Ordinarily, the score is represented as a number between 1-10 on most platforms. This number will be a direct indication to the ad network about how much to charge each advertiser per click or impression. The ad rank is the result of the quality score multiplied by the CPC bid that the advertiser places.

How are Ad Quality Scores Determined?

However, the real issue arises from how each different network has a slightly different means of calculating quality scores. There are a few broad categories of factors that can influence the end score. Not all companies use every one of these and there are many extra, unknown calculations that sometimes add up to the final output. These five can be a handy checklist for how to check where your ad quality score may be lacking.

The following cover the main broad categories:

  • Landing Page Experience: This measure relies on whether the landing page after the ad is relevant to the visitor. It checks for whether pages match the visitor’s intent and whether it helps them accomplish their objectives quickly and transparently.
  • Ad Click Through Rate/Engagement: This measures compares how well your ads clickthrough rate stacks up against competitors.
  • Ad Relevance: Whether your ads align with your audiences’ interests and intent.
  • Post-Click Conversion Rate: Do visitors end up taking a meaningful action after the click.
  • Recency: How recently you update or publish ads/ content.

These measures can form some pretty neat guidelines for how to improve your standings on various platforms. Of course, since each platform’s calculation metrics vary, you don’t have to improve every one of these categories. Rather, aim for the ones that apply to your chosen network.

In general, it’s best to make sure your landing page is user-friendly, quick to load, and the information is easy for user’s to find. This will decrease bounce rates and serve as a major component of the quality score calculations, lowering the cost of PPC campaigns.

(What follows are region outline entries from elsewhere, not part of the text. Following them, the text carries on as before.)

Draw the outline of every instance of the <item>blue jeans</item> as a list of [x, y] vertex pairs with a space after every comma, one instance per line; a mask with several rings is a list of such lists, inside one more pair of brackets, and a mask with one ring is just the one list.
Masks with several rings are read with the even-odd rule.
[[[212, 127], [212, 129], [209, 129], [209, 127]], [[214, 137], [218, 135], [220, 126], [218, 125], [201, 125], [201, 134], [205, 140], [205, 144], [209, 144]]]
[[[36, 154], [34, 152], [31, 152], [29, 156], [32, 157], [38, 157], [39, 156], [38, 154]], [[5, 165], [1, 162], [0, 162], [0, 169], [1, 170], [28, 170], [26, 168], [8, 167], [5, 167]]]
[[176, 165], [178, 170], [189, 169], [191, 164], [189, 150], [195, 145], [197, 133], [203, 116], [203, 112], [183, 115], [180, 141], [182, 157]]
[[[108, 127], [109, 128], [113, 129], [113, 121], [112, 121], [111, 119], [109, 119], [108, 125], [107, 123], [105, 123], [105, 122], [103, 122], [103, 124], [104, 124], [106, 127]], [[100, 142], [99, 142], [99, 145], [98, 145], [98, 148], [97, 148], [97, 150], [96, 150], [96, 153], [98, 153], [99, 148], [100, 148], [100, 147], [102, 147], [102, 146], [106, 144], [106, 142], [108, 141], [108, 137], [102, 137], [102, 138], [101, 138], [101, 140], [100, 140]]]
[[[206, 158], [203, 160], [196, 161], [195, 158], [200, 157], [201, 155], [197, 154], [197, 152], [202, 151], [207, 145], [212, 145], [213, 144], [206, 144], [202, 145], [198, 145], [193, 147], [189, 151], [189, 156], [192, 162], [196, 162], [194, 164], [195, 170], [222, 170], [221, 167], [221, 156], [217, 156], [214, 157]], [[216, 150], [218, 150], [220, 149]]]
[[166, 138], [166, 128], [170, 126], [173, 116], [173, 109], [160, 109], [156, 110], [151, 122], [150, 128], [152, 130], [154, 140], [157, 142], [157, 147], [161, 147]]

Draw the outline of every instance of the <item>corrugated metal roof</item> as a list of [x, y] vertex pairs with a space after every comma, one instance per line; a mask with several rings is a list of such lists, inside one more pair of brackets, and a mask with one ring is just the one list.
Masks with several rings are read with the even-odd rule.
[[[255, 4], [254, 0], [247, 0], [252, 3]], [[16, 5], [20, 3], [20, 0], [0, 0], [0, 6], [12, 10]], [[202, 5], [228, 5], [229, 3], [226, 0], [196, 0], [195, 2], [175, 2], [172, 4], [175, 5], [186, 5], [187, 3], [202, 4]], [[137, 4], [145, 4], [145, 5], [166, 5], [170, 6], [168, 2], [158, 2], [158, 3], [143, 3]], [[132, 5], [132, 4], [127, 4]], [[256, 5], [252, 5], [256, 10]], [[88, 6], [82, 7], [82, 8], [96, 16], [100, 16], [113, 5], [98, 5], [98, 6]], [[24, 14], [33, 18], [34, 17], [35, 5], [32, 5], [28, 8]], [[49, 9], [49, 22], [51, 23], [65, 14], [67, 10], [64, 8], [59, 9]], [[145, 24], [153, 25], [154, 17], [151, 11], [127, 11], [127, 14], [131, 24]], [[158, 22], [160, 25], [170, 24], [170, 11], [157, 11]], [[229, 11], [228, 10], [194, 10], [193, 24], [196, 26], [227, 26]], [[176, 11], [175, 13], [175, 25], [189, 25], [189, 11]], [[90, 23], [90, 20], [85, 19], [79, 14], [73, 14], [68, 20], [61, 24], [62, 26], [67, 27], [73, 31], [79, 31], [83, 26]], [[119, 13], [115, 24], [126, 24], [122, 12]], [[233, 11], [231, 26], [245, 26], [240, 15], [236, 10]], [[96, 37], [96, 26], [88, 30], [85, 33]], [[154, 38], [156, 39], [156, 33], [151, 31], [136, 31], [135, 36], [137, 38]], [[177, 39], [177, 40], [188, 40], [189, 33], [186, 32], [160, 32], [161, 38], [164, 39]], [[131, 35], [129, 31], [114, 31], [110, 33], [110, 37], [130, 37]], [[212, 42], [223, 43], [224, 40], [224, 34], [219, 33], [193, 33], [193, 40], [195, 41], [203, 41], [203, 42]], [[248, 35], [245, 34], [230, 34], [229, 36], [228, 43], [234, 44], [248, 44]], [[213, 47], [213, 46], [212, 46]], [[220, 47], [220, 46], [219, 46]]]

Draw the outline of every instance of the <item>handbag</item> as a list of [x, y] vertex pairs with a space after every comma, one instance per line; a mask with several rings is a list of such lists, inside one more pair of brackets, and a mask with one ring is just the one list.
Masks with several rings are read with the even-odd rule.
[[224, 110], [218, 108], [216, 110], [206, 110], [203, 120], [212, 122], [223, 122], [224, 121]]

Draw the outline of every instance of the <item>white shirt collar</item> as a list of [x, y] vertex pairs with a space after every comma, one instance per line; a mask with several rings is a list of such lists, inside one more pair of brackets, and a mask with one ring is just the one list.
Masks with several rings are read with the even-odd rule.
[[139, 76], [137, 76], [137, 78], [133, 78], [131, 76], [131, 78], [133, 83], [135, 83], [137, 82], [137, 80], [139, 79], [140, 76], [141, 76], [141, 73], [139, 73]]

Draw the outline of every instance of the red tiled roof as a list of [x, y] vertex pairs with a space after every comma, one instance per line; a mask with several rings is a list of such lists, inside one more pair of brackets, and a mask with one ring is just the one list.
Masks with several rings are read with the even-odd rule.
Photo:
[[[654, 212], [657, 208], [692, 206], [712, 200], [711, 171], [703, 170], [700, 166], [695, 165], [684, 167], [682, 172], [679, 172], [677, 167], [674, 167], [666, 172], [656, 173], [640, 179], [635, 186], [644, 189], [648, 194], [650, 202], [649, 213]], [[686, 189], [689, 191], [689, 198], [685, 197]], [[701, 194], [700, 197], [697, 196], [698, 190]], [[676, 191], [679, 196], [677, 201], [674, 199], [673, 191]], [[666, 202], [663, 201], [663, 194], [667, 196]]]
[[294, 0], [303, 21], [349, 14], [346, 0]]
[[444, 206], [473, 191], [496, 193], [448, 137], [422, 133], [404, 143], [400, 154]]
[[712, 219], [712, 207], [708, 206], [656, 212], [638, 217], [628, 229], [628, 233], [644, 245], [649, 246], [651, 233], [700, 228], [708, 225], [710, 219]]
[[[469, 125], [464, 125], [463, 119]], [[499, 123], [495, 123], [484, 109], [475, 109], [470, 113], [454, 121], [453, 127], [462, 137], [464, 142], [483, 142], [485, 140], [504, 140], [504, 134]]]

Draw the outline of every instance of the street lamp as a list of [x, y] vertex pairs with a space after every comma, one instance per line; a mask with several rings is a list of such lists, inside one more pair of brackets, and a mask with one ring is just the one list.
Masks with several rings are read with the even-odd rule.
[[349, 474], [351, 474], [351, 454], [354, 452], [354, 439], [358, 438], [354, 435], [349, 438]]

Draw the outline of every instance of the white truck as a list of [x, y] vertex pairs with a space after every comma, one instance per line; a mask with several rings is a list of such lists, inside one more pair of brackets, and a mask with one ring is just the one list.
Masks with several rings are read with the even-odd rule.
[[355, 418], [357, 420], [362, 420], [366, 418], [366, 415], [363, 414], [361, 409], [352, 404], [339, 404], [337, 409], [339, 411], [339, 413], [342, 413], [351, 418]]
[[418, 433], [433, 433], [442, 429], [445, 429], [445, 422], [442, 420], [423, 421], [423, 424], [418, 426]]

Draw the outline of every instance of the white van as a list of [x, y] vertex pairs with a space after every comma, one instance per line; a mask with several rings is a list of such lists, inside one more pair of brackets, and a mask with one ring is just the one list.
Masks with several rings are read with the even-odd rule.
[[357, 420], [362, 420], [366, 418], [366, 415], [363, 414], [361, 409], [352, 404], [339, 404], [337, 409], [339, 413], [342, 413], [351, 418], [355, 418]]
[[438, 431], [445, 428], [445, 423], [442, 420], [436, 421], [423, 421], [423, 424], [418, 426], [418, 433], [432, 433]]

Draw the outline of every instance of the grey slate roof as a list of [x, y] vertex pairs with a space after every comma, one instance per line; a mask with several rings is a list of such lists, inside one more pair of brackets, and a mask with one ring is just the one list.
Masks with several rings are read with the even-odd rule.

How Platforms Calculate Scores

Ad Quality Score

The table above is a pretty handy illustration of what rules to play by when adjusting ad quality scores for different networks. The main platforms all take advertising CTR, engagement, and relevance into account but the specifics of the rest can vary.

Google and Microsoft Advertising use similar metrics on a surface-level but there are a few deeper differences. For example, Google emphasises landing page load times, security, and applicability to multiple devices. One difference that Microsoft applies is that of lowering bounce rates to improve the quality score. In general, a lot of the same principles are cross-applicable between these two networks, so its best to treat them as similar.

Facebook has a very different method for a number of reasons (which we’ve previously covered). Firstly, it doesn’t rely on search keywords, so a lot of the standard measures of intent go out the window. Additionally, Ad CTR, Relevance, and Post-click conversions all play a major role, with Facebook comparing these measures. However, conversions are heavily reliant on the reactions people have on Facebook (likes, shares etc.). The comparisons pit ads against each other when they target the same group, thus deriving a score.

Twitter ads can be similar to Facebook’s in this regard, as most of the conversions happen with likes, retweets, and follows. They also take note of recency of posts, implying that constant content is favourable. LinkedIn is notoriously unhelpful in telling users how they calculate their scores. They tend to use engagement metrics and CTR as the main measures and improving UX on the landing page helps decrease CPCs on the platform.